As manifestações clínicas do saturnismo dependem muito da sensibilidade individual e, dada a sua grande inespecificidade, designadamente na fase inicial, devem ser valorizadas com ponderação e rigor, valorizadas no quadro da exposição verificada e equacionadas sempre em função de testes complementares de diagnóstico, de que ressaltam o doseamento adequado dos indicadores biológicos pertinentes, quer de dose quer de efeito.
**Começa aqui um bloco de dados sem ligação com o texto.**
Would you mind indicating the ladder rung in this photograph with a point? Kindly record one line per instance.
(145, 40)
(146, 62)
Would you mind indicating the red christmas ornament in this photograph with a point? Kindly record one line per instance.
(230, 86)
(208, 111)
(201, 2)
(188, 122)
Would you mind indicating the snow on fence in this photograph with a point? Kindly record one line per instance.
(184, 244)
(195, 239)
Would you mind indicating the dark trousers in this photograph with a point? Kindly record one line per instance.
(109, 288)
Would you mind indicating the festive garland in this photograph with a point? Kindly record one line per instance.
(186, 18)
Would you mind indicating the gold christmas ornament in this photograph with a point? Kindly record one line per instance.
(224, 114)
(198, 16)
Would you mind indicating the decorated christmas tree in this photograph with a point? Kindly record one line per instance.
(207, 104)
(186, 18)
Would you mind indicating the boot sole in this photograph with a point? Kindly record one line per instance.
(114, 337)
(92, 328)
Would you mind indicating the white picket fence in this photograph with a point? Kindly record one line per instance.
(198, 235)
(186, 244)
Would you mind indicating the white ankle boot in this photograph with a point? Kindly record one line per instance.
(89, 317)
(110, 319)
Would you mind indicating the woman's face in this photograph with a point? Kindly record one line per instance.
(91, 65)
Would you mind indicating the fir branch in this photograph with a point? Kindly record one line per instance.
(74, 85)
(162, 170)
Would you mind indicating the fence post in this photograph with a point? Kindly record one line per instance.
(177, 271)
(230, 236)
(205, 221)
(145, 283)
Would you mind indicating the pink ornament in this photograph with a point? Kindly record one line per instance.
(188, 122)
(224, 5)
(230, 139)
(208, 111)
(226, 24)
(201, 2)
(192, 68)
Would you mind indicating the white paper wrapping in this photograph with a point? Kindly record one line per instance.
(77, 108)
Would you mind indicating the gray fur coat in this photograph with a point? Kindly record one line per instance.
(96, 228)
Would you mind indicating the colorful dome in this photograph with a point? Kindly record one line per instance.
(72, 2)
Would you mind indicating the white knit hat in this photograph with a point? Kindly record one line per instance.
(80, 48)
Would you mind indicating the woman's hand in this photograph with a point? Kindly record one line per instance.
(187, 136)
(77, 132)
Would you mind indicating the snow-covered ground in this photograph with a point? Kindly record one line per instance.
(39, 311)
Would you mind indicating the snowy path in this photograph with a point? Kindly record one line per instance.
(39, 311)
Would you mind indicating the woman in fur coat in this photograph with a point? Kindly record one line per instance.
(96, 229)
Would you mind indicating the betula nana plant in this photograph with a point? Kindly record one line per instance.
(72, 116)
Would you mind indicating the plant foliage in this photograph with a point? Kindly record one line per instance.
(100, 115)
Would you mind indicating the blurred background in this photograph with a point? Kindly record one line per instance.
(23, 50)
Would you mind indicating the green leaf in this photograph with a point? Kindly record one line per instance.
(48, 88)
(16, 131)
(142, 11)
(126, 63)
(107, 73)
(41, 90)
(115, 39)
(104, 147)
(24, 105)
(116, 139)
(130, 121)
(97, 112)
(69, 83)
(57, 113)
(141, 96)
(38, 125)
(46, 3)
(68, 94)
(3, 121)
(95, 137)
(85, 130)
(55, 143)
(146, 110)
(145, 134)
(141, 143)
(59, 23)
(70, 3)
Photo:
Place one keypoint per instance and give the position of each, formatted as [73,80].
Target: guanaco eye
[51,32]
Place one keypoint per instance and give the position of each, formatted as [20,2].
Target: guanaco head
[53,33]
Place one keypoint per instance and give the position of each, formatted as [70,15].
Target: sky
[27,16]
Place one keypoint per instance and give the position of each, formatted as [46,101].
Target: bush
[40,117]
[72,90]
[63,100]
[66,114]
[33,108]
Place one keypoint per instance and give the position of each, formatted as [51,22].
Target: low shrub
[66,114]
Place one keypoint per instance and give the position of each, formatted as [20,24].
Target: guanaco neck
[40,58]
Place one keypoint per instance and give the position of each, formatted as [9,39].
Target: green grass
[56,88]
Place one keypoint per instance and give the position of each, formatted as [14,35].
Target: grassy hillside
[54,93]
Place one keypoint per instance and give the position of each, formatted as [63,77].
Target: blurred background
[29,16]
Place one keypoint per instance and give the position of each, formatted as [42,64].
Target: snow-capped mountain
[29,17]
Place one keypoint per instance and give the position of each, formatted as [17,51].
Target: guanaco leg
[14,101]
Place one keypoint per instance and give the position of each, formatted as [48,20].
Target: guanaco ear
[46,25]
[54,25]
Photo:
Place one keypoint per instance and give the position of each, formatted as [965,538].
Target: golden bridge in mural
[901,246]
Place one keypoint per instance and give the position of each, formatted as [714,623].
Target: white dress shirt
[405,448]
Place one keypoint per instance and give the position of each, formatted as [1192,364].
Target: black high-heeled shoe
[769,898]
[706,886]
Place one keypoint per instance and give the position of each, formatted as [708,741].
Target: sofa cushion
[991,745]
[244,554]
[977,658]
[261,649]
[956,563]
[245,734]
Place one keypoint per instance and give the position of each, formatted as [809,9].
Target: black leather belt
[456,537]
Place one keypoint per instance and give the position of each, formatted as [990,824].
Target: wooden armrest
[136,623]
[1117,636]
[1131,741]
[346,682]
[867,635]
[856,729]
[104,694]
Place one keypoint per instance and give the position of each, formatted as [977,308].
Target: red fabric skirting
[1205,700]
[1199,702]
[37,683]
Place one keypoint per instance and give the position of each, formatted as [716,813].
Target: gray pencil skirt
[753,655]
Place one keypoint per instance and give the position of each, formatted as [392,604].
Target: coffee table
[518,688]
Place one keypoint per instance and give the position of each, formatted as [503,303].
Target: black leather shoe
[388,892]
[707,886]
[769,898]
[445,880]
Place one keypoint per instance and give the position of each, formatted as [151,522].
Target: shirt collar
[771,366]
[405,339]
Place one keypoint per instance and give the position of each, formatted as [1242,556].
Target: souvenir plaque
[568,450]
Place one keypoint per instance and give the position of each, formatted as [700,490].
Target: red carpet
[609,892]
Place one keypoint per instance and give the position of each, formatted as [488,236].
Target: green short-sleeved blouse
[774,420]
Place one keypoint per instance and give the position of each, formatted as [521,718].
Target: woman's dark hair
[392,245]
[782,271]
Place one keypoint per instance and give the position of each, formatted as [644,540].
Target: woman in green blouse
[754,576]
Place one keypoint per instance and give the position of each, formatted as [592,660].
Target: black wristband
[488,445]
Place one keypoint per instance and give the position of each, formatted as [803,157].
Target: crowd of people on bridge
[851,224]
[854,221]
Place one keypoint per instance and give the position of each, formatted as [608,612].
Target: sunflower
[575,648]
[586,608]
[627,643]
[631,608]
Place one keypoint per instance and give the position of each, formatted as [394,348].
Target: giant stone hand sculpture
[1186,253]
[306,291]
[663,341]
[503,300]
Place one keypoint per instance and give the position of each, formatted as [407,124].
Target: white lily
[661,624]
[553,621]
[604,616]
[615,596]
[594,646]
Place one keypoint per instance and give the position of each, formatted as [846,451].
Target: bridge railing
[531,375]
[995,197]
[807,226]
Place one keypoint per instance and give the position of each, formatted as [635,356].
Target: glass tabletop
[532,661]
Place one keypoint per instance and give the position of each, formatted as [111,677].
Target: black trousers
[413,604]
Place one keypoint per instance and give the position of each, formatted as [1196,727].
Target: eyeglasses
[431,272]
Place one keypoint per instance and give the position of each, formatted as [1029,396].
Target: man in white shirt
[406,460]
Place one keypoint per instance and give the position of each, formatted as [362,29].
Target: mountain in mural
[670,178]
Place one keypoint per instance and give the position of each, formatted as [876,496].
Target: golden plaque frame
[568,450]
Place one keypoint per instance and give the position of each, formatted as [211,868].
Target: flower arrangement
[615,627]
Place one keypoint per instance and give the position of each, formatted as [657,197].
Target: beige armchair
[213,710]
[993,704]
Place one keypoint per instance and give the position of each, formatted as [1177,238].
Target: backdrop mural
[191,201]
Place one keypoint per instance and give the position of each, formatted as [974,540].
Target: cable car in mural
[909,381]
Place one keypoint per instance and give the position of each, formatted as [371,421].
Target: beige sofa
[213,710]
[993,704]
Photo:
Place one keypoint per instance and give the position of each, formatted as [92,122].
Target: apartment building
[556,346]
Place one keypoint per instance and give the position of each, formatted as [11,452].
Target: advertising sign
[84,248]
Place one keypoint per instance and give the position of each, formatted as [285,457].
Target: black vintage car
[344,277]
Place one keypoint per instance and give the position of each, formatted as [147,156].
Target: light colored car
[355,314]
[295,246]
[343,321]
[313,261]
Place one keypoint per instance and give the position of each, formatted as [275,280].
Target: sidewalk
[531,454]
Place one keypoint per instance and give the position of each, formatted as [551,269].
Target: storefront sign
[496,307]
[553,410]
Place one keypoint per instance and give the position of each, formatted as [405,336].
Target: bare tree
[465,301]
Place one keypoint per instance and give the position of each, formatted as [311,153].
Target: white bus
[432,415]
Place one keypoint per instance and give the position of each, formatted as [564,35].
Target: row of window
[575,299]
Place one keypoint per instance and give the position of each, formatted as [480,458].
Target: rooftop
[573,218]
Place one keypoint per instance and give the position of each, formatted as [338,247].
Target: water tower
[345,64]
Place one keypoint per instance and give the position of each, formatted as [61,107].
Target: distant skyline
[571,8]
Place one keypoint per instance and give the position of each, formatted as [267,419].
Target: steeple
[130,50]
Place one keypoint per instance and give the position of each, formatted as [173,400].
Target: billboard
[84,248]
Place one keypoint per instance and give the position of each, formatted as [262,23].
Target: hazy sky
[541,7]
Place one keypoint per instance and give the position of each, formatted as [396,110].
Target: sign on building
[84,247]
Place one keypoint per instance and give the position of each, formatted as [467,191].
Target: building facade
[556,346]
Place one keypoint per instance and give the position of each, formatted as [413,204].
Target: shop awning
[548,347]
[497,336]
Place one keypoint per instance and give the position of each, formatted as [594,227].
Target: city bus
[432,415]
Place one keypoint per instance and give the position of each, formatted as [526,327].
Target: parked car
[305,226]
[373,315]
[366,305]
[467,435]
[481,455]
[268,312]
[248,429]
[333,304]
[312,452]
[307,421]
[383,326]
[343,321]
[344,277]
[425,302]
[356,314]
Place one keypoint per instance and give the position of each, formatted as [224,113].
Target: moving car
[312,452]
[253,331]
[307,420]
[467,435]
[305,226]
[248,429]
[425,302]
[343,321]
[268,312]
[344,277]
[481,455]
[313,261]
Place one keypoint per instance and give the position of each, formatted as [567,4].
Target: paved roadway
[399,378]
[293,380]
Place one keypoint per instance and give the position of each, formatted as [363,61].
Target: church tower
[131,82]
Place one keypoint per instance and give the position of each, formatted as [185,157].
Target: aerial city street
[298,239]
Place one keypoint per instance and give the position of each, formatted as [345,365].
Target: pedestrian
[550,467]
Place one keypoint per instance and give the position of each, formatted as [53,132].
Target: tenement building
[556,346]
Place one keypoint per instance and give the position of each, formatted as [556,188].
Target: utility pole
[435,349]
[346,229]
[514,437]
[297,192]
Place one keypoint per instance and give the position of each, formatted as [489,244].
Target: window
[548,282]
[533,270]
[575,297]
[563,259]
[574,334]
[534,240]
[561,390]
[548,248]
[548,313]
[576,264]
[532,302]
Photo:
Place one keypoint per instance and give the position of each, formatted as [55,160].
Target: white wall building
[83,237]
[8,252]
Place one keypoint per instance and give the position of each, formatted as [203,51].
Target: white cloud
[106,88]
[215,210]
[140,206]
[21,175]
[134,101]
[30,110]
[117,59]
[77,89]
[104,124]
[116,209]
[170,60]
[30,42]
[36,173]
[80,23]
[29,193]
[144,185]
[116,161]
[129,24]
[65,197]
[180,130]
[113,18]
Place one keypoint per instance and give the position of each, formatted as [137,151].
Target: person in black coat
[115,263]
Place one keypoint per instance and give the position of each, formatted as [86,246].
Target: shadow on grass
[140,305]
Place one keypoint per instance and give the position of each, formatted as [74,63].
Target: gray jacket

Ao Médico do Trabalho, no contexto de um programa de prevenção dos efeitos adversos relacionados com a exposição profissional a chumbo, competirá, assim, conhecer as manifestações clínicas da intoxicação, para as poder detectar na sua fase mais precoce mas, para além disso e fundamentalmente, saber utilizar os indicadores biológicos e interpretar a sua informação, de modo a avaliar a interacção do tóxico com o organismo numa fase ainda mais inicial, em que os efeitos são reversíveis.